E, passo dopo passo, la madre biologica dell’infermiera è stata rintracciata. Nel 1973, quando la donna partorì, scelse di non far trascrivere il proprio nome nei documenti e fece cancellare tutti i dati sanitari. Tuttavia, la Procura per i minorenni di Milano, a cui Daniela Molinari si era rivolta nei mesi scorsi, ha appurato che negli archivi dell’ospedale Sant’Anna di San Fermo della Battaglia esisteva la cartella clinica contenente l’originale dell’atto di nascita e lì il nome compariva. Una volta rintracciata, la madre di Daniela ha spiegato di essere già al corrente del fatto che la figlia la stesse cercando ma di non avere alcuna intenzione di aiutarla. Sebbene si tratterebbe solo di un banale prelievo del sangue svolto in forma anonima. Daniela, sconsolata, ha spiegato: “Si rifiuta di sottoporsi a quel prelievo, nonostante abbia ricevuto ogni garanzia possibile sul fatto che potrà mantenere l’anonimato. Ha comunicato che per lei è troppo doloroso ricordare quel periodo della sua vita“.

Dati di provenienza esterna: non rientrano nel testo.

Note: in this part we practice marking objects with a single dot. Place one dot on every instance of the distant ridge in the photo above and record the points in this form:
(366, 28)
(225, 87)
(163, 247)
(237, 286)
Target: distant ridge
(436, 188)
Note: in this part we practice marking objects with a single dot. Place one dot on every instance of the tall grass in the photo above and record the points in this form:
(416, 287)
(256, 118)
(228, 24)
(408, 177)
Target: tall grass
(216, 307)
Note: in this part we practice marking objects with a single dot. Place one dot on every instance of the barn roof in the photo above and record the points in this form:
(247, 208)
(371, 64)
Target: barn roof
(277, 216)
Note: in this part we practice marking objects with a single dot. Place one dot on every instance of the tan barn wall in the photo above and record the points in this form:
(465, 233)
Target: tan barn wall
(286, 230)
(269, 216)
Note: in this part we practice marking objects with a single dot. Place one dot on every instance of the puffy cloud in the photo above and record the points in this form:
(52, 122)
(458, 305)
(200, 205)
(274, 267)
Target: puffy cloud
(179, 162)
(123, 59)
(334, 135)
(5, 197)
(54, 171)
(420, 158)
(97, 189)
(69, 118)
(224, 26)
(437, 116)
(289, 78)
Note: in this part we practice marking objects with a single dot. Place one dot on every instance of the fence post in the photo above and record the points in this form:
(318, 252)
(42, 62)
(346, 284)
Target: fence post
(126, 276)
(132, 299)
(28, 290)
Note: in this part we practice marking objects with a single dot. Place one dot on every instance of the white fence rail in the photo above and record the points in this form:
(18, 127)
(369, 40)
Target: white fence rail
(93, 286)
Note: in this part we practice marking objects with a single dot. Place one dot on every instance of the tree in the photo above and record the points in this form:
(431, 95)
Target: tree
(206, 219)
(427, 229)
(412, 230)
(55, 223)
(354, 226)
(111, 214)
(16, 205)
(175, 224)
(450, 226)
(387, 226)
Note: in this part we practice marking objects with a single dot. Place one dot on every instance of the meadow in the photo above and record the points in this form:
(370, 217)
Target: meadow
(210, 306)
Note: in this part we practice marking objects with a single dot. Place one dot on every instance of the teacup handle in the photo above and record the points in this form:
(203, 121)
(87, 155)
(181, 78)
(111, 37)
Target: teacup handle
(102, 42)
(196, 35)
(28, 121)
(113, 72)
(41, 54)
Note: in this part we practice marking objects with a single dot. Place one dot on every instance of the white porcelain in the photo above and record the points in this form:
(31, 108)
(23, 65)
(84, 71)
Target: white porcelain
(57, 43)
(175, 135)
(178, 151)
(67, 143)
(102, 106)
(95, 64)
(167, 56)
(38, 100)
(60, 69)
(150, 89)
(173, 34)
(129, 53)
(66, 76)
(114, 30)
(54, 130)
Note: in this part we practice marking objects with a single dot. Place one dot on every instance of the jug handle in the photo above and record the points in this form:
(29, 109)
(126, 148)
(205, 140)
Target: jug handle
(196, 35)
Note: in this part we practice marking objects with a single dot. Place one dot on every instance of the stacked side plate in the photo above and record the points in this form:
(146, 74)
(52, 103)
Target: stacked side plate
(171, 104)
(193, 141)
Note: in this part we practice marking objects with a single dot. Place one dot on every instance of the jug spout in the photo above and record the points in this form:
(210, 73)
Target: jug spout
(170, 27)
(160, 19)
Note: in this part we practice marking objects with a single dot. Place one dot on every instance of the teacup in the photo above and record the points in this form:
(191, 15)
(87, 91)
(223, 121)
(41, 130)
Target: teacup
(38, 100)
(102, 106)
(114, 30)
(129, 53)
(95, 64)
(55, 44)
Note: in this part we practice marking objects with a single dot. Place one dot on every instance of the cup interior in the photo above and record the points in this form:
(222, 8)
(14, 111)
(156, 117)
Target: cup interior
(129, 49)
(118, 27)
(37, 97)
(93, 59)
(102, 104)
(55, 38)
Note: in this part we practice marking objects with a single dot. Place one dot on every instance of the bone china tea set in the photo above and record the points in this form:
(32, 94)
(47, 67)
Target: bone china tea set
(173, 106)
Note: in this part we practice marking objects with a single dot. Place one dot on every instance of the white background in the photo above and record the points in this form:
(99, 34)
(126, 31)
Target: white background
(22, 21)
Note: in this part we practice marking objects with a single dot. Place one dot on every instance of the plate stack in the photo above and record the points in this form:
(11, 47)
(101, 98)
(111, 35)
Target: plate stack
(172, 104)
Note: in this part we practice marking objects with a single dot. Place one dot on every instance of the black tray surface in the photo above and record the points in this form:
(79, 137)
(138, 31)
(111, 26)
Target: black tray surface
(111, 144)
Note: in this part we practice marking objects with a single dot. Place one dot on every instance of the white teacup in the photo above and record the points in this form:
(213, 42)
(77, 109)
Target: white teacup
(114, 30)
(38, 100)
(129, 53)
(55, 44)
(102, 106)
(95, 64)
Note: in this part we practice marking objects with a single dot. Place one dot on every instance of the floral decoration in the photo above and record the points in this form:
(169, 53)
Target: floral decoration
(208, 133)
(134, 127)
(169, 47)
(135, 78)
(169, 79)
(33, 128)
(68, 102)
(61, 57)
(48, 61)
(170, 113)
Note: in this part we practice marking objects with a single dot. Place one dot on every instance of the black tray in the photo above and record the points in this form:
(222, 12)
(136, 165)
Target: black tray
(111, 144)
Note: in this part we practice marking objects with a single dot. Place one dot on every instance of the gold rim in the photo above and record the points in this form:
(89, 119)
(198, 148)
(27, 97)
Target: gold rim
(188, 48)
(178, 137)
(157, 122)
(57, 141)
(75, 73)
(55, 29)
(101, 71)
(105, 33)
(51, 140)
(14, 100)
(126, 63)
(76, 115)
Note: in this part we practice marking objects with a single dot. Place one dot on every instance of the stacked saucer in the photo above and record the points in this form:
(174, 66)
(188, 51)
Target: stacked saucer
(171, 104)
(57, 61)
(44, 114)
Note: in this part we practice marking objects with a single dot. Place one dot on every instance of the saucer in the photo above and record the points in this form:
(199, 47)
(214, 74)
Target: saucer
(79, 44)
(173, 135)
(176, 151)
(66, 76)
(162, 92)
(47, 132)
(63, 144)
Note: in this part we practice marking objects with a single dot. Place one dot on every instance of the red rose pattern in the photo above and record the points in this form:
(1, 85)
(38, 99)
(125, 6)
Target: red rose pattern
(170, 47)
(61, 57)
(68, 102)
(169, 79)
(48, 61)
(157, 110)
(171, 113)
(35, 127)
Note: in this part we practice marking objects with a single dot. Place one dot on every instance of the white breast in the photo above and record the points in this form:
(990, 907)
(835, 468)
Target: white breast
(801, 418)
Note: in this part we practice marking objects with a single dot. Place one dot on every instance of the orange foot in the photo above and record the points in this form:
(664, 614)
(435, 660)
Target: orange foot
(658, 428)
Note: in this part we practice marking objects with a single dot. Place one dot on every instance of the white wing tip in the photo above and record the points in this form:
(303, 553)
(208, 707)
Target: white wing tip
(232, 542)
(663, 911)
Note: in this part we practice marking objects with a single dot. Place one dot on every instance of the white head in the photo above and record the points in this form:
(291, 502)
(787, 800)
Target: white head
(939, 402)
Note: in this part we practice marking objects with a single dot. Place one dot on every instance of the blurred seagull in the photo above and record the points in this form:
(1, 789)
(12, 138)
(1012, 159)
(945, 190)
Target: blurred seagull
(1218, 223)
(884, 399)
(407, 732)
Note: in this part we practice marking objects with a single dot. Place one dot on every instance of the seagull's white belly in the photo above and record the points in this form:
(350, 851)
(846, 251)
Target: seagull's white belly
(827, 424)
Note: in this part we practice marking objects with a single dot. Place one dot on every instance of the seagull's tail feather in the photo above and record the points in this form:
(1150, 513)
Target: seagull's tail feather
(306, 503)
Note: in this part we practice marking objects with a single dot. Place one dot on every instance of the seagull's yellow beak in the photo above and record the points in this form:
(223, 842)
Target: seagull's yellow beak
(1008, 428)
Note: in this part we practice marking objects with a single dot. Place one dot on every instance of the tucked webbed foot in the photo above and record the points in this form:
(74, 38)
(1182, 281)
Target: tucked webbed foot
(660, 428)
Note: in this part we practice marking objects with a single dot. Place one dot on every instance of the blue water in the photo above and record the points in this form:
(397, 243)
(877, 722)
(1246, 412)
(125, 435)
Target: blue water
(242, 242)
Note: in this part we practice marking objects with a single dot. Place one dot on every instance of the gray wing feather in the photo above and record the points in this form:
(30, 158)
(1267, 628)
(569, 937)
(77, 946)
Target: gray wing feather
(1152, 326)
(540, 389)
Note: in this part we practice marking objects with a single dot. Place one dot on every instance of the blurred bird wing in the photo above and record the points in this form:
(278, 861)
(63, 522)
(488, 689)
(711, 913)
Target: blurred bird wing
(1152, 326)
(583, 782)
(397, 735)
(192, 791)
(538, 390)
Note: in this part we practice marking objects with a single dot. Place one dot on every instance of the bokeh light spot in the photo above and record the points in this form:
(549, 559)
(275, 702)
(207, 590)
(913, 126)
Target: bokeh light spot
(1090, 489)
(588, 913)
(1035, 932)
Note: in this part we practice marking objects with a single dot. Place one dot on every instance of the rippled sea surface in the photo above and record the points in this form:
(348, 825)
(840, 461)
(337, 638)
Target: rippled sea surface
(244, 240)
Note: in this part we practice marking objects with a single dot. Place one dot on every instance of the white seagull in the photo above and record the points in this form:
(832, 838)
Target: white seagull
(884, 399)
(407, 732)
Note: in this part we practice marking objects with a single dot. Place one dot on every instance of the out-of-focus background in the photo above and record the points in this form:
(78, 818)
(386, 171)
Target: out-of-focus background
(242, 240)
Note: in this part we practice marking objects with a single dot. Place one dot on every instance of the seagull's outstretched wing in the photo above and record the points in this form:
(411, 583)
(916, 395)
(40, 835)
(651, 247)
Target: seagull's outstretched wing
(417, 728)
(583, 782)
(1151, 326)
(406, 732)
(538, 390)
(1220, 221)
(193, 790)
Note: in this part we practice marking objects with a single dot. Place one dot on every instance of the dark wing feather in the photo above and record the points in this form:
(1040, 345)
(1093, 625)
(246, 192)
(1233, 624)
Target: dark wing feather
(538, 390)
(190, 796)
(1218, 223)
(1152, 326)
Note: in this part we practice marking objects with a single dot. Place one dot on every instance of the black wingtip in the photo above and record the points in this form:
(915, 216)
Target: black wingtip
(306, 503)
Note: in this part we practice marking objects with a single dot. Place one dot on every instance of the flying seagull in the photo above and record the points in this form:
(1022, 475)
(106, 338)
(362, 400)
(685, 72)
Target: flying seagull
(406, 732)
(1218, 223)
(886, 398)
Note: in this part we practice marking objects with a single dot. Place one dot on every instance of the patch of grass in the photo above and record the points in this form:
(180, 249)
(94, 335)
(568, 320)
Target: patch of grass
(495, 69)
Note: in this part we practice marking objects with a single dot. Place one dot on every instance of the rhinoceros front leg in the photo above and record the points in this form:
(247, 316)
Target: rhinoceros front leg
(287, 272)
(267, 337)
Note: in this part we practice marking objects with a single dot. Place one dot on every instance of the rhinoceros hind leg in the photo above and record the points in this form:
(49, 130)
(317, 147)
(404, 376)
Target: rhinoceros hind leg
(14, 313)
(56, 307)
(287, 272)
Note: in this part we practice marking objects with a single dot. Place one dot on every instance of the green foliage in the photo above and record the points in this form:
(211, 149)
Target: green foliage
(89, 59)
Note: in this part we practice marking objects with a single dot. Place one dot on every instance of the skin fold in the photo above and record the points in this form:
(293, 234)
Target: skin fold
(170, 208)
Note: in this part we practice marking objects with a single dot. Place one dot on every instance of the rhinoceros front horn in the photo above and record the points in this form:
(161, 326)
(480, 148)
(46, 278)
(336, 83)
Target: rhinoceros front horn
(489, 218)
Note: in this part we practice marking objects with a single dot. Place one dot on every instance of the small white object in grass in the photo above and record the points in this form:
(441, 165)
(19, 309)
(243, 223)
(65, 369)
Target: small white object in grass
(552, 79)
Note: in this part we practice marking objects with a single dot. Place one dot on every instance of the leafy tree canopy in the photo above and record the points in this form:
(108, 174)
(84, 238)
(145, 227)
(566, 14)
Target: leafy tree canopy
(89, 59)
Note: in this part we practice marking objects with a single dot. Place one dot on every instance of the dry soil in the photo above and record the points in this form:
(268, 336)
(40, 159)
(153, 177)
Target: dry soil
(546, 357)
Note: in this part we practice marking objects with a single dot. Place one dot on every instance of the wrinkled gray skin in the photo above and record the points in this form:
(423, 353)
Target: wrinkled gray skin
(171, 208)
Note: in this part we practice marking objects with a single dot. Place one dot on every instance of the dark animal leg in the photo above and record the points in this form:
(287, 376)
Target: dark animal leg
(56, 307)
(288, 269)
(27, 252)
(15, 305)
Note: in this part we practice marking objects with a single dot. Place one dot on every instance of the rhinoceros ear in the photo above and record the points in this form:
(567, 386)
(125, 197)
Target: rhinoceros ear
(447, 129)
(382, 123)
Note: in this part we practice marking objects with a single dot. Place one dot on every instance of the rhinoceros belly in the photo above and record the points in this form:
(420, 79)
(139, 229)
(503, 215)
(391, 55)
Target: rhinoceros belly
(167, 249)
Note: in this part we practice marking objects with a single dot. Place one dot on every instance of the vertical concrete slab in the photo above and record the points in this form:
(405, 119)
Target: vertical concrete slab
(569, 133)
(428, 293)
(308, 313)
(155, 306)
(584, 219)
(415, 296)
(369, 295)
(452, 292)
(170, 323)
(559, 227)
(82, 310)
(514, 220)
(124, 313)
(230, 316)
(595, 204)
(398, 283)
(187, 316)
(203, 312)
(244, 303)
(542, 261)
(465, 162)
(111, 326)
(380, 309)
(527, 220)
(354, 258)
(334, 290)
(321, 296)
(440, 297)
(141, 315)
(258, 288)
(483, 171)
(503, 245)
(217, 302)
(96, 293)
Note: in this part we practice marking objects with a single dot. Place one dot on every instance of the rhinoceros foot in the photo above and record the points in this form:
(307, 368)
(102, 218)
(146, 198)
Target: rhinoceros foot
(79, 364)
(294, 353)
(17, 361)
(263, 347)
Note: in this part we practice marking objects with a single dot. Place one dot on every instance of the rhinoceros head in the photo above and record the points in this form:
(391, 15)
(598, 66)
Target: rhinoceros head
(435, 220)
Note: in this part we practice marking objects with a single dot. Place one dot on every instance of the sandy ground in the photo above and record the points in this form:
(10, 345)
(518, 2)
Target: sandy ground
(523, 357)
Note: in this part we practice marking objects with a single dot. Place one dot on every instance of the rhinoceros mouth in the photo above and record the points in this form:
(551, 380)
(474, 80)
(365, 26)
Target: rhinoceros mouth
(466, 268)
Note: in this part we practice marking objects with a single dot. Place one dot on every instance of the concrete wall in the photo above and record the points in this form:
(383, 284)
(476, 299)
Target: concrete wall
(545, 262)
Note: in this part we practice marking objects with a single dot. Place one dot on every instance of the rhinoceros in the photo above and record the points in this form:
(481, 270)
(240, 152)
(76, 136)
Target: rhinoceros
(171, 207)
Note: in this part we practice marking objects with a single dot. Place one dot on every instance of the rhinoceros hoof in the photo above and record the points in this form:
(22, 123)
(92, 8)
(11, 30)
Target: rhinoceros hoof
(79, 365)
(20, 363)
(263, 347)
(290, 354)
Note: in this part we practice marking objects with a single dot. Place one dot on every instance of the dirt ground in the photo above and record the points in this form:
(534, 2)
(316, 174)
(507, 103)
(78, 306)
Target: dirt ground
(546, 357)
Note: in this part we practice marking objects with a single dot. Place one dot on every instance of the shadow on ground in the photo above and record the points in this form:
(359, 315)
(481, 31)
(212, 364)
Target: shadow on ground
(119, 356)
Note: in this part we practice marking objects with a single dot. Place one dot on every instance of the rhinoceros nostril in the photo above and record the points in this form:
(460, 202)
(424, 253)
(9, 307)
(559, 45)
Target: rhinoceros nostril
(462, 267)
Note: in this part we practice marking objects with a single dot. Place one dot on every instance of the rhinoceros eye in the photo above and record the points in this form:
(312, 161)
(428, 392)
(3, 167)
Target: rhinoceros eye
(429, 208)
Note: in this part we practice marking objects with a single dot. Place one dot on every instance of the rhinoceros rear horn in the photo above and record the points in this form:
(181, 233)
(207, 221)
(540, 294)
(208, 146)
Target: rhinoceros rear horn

Daniela ha specificato di non volere nulla dalla madre, di non chiederle neppure d’incontrarsi: la donna dovrebbe, semplicemente, sottoporsi alle analisi del sangue e poi tornarsene a casa propria dimenticandosi di tutto e tutti. Ma, essendo la donna perfettamente in grado d’intendere e volere, non può essere in alcun modo costretta a sottoporsi al prelievo ematico se non vuole. Sarebbe una grave violazione del diritto alla privacy sebbene questo potrebbe significare condannare la figlia alla morte. L’infermiera 47enne, in preda al dolore e al terrore di lasciare orfane le sue bambine, ha rilanciato il suo appello attraverso il quotidiano la Provincia di Como: “Mi chiedo come tu ti addormenti la sera – vi si legge – come fai a vivere sapendo che hai negato senza possibilità di ripensamento la cosa che ti è stata chiesta: un prelievo di sangue in totale anonimato organizzato secondo le tue regole e la tua volontà, che non andrebbe a cambiare nulla della tua situazione di vita attuale, perché nessuno saprebbe, e che a me invece consentirebbe di far crescere la mia bambina che ha solo nove anni e ha il diritto di avere al proprio fianco la sua mamma”.